Eligible employees may take public health emergency FMLA leave if they are unable to work because (1) a government official or healthcare provider has ordered that the employee should not come into work because he or she has been exposed or is experiencing symptoms of the coronavirus and the employee is unable to perform his or her work remotely; (2) the employee is needed to care for a family member for whom a government official or healthcare provider has determined is a danger to the community because he or she has or is experiencing symptoms of the coronavirus; or (3) to care for a child under the age of 18 if that child’s school or child care facility is closed due to the public health emergency.  

The first 14 days of the public health emergency FMLA may be unpaid, though the employee may elect to substitute paid time off, or EPSL as described above. Unlike traditional FMLA, an employer may not require an employee to substitute paid time off for any of this public health emergency FMLA. After the first 14 days of leave, the remaining 12 weeks of leave must be paid at a rate of at least 2/3 of the employee’s usual rate of pay for the number of hours he or she would usually be scheduled to work.

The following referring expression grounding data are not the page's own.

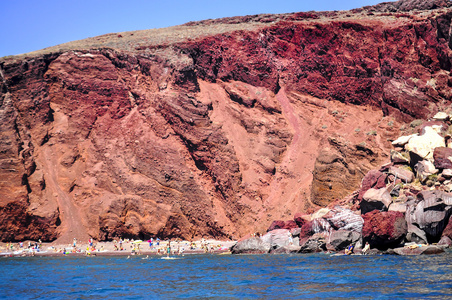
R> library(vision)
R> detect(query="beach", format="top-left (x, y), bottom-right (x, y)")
top-left (0, 239), bottom-right (236, 258)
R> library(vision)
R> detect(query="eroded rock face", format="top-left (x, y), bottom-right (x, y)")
top-left (2, 1), bottom-right (452, 242)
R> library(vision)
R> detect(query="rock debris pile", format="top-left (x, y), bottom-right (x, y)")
top-left (233, 112), bottom-right (452, 255)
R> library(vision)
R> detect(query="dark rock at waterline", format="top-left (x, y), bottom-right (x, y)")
top-left (270, 245), bottom-right (302, 254)
top-left (362, 210), bottom-right (407, 249)
top-left (392, 245), bottom-right (445, 255)
top-left (230, 237), bottom-right (270, 254)
top-left (261, 229), bottom-right (292, 250)
top-left (299, 233), bottom-right (327, 253)
top-left (438, 235), bottom-right (452, 247)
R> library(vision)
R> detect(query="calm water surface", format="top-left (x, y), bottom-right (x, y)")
top-left (0, 251), bottom-right (451, 299)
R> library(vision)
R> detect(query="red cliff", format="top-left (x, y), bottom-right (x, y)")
top-left (1, 0), bottom-right (452, 242)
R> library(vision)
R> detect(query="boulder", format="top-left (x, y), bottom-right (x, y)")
top-left (293, 212), bottom-right (309, 227)
top-left (290, 227), bottom-right (301, 237)
top-left (410, 190), bottom-right (452, 242)
top-left (261, 229), bottom-right (292, 250)
top-left (358, 170), bottom-right (388, 200)
top-left (414, 160), bottom-right (438, 183)
top-left (390, 150), bottom-right (410, 164)
top-left (392, 245), bottom-right (445, 255)
top-left (362, 210), bottom-right (407, 249)
top-left (391, 134), bottom-right (417, 147)
top-left (361, 187), bottom-right (392, 214)
top-left (438, 236), bottom-right (452, 247)
top-left (270, 244), bottom-right (302, 254)
top-left (388, 166), bottom-right (414, 183)
top-left (282, 220), bottom-right (299, 230)
top-left (267, 220), bottom-right (285, 232)
top-left (299, 233), bottom-right (327, 253)
top-left (311, 218), bottom-right (332, 233)
top-left (433, 112), bottom-right (449, 121)
top-left (299, 220), bottom-right (315, 240)
top-left (405, 126), bottom-right (445, 160)
top-left (388, 202), bottom-right (407, 213)
top-left (441, 215), bottom-right (452, 239)
top-left (433, 147), bottom-right (452, 170)
top-left (442, 169), bottom-right (452, 178)
top-left (311, 208), bottom-right (330, 219)
top-left (405, 199), bottom-right (429, 244)
top-left (322, 206), bottom-right (364, 232)
top-left (231, 237), bottom-right (271, 254)
top-left (419, 122), bottom-right (447, 135)
top-left (327, 229), bottom-right (361, 251)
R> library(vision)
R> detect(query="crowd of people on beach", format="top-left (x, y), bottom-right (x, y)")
top-left (0, 237), bottom-right (232, 257)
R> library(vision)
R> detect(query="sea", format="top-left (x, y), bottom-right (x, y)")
top-left (1, 251), bottom-right (451, 299)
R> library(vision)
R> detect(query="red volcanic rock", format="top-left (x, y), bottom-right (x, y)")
top-left (1, 2), bottom-right (452, 242)
top-left (299, 221), bottom-right (315, 241)
top-left (434, 147), bottom-right (452, 169)
top-left (362, 210), bottom-right (407, 249)
top-left (394, 0), bottom-right (452, 11)
top-left (267, 220), bottom-right (286, 232)
top-left (293, 213), bottom-right (308, 227)
top-left (438, 235), bottom-right (452, 247)
top-left (358, 170), bottom-right (387, 201)
top-left (283, 220), bottom-right (299, 230)
top-left (267, 220), bottom-right (299, 232)
top-left (441, 215), bottom-right (452, 239)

Generally, employers will be required to reinstate employees who utilize the public health emergency FMLA in the same manner as traditional FMLA, except that employers with 25 or fewer employees may not have to reinstate an employee who takes leave pursuant to this section if the position held by the employee no longer exists due to economic conditions or other changes that were caused by the public health emergency. In that case, the employer must make reasonable efforts to restore the employee to an equivalent position with equal pay and benefits, and if not possible, must contact the employee over the following year if an equivalent position becomes available.  

The legislation also provides that the Department of Labor may issue regulations that would exclude certain healthcare providers and emergency responders and exempt small businesses with fewer than 50 employees when the requirements would jeopardize the viability of the business as a going concern.   

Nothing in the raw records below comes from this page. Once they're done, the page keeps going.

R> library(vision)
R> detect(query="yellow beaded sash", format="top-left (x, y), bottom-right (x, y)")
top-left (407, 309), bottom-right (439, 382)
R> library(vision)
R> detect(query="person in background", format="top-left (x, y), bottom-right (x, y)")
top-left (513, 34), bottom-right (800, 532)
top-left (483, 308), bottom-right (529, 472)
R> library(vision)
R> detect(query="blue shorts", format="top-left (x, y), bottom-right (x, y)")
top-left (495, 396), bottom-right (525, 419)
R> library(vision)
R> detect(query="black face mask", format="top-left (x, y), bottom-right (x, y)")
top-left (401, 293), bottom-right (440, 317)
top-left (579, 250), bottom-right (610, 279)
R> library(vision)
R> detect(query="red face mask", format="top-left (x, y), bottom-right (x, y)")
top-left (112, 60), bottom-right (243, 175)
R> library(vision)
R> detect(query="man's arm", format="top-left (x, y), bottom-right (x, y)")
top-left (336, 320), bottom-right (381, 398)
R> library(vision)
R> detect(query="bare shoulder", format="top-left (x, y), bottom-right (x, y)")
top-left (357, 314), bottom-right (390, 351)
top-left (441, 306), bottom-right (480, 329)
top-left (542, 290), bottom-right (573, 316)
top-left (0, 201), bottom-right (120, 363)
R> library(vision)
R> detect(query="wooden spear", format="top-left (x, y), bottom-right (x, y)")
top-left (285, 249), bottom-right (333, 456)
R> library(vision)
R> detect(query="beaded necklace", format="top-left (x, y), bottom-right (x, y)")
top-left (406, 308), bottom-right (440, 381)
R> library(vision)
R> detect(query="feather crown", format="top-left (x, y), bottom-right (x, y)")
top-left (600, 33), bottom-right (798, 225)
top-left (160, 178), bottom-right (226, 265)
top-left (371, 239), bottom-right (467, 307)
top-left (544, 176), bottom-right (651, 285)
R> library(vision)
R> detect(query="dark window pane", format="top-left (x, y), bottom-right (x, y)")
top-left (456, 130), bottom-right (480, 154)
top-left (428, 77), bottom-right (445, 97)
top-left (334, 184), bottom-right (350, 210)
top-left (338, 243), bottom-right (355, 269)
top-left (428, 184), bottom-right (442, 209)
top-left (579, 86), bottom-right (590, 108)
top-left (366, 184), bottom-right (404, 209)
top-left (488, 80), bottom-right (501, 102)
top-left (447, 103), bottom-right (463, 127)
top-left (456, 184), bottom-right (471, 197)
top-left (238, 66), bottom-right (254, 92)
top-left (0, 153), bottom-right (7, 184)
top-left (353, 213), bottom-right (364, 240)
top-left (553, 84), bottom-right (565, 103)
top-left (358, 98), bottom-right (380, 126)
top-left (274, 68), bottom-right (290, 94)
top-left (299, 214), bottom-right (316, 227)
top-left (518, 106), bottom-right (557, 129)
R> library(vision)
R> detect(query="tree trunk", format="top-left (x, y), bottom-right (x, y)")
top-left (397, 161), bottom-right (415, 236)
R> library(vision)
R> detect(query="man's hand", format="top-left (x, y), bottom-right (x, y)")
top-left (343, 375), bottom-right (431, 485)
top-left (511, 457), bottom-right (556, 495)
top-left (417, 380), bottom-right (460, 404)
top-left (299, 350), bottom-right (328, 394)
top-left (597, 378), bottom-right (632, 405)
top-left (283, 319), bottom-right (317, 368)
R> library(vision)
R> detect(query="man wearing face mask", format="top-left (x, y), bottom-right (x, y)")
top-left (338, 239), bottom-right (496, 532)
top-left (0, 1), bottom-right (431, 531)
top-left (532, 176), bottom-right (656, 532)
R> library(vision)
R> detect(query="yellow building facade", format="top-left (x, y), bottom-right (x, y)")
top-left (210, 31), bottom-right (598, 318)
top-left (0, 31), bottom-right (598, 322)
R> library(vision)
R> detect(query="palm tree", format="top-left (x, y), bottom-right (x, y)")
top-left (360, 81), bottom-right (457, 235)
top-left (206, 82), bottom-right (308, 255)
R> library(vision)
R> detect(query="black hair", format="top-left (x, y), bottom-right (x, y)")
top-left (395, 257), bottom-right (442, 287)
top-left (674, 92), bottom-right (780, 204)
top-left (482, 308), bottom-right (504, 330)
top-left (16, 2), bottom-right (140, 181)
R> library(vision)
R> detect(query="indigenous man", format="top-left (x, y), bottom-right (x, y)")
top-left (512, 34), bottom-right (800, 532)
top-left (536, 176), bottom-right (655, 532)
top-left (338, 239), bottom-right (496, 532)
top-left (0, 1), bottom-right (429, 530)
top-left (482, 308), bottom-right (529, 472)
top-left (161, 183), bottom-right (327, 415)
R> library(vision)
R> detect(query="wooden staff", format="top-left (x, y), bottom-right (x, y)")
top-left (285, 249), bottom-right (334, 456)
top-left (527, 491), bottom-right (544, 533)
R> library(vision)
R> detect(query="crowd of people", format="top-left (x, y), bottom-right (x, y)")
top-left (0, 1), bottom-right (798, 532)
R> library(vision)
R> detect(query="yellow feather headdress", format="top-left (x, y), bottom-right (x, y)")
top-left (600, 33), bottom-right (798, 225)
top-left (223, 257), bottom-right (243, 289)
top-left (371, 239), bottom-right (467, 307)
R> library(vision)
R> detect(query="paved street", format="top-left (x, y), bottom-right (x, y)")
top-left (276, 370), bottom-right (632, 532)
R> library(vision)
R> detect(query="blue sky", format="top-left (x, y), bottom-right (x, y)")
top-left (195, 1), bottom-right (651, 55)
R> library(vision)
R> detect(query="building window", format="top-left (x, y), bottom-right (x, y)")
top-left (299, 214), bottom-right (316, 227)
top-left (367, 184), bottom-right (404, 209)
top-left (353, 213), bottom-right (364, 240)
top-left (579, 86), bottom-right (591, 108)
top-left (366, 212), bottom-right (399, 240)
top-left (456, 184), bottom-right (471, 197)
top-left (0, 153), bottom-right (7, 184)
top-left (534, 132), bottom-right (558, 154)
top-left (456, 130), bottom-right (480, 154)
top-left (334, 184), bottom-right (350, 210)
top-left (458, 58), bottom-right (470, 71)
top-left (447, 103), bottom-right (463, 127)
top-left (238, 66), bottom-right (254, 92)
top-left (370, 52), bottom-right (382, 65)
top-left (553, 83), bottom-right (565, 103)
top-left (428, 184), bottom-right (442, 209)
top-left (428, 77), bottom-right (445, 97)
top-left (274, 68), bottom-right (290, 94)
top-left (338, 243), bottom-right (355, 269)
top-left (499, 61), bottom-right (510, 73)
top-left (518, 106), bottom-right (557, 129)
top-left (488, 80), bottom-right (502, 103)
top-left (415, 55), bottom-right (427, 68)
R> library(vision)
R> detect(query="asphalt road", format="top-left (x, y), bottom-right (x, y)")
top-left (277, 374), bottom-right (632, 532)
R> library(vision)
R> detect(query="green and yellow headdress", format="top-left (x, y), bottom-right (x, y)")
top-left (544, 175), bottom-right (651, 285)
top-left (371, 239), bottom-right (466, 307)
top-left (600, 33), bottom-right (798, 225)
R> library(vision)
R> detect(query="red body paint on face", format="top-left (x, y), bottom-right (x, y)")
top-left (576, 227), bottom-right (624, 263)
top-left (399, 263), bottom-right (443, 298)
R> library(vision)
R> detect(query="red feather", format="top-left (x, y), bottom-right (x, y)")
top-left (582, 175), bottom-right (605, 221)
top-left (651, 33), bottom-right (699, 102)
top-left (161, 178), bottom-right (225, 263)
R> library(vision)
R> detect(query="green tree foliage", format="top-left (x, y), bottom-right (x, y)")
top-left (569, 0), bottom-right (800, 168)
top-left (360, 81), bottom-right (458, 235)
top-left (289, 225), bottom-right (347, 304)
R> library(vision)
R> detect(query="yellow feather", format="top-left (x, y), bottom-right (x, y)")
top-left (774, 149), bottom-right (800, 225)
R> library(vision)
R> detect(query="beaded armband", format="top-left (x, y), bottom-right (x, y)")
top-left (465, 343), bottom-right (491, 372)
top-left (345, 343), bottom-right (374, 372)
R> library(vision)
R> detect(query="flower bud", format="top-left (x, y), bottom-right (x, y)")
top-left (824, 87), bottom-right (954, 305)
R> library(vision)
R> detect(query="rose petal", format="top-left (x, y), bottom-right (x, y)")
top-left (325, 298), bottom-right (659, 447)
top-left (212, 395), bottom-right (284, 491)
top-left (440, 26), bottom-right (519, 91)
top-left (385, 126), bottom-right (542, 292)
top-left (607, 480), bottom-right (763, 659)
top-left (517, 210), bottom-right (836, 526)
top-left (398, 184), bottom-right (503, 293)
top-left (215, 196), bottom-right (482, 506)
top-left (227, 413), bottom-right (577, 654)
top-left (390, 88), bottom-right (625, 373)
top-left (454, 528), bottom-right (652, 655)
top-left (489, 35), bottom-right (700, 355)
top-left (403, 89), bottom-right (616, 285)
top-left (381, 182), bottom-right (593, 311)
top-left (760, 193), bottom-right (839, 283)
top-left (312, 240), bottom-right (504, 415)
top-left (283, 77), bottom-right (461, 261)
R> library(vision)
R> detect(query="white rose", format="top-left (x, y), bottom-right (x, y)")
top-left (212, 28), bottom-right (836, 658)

These requirements will take effect 15 days after the legislation is signed and will expire at the end of 2020.

Tax Credits for Paid Sick Leave and Public Health Emergency FMLA

The legislation provides that employers who are required to provide their employees with EPSL and/or public health emergency FMLA may apply for and receive certain tax credits for those payments.  Employers may receive a tax credit of up to 100% of the amount of EPSLA paid to employees, up to a maximum of $511/day in the case of the employee’s own illness or $200/day if the employee is receiving leave to care for a family member. The tax credit is provided against the employer’s portion of Social Security taxes. These credits can be applied quarterly. In addition, employers may receive a tax credit for the pay they are required to provide employees for public health emergency FMLA. This credit is also provided against the employer’s portion of Social Security taxes, but it is capped at $200 per day and $10,000 for all calendar quarters. If the credit exceeds the employer’s total liability for all employees for any calendar quarter, the excess credit is refundable to the employer. Self-employed individuals may also be eligible for these tax credits.  

Unemployment Benefits

The legislation also provides emergency funding to states who demonstrate a commitment to ease certain restrictions on obtaining unemployment insurance to assist with processing and paying unemployment insurance benefits. The purpose is to encourage states to allow employees who are ill or unable to work as a result of the public health emergency to obtain unemployment insurance benefits.  

At this stage, it remains unclear exactly what the final legislation will be once the Senate takes up the bill this week. In addition, there remain a number of open questions related to enforcement, what documentation employers can require from employees, and the impact the federal statute will have on similar or competing state or local paid leave requirements. Regardless, impacted employers should review their current policies and prepare for the additional sick leave and expanded FMLA as described.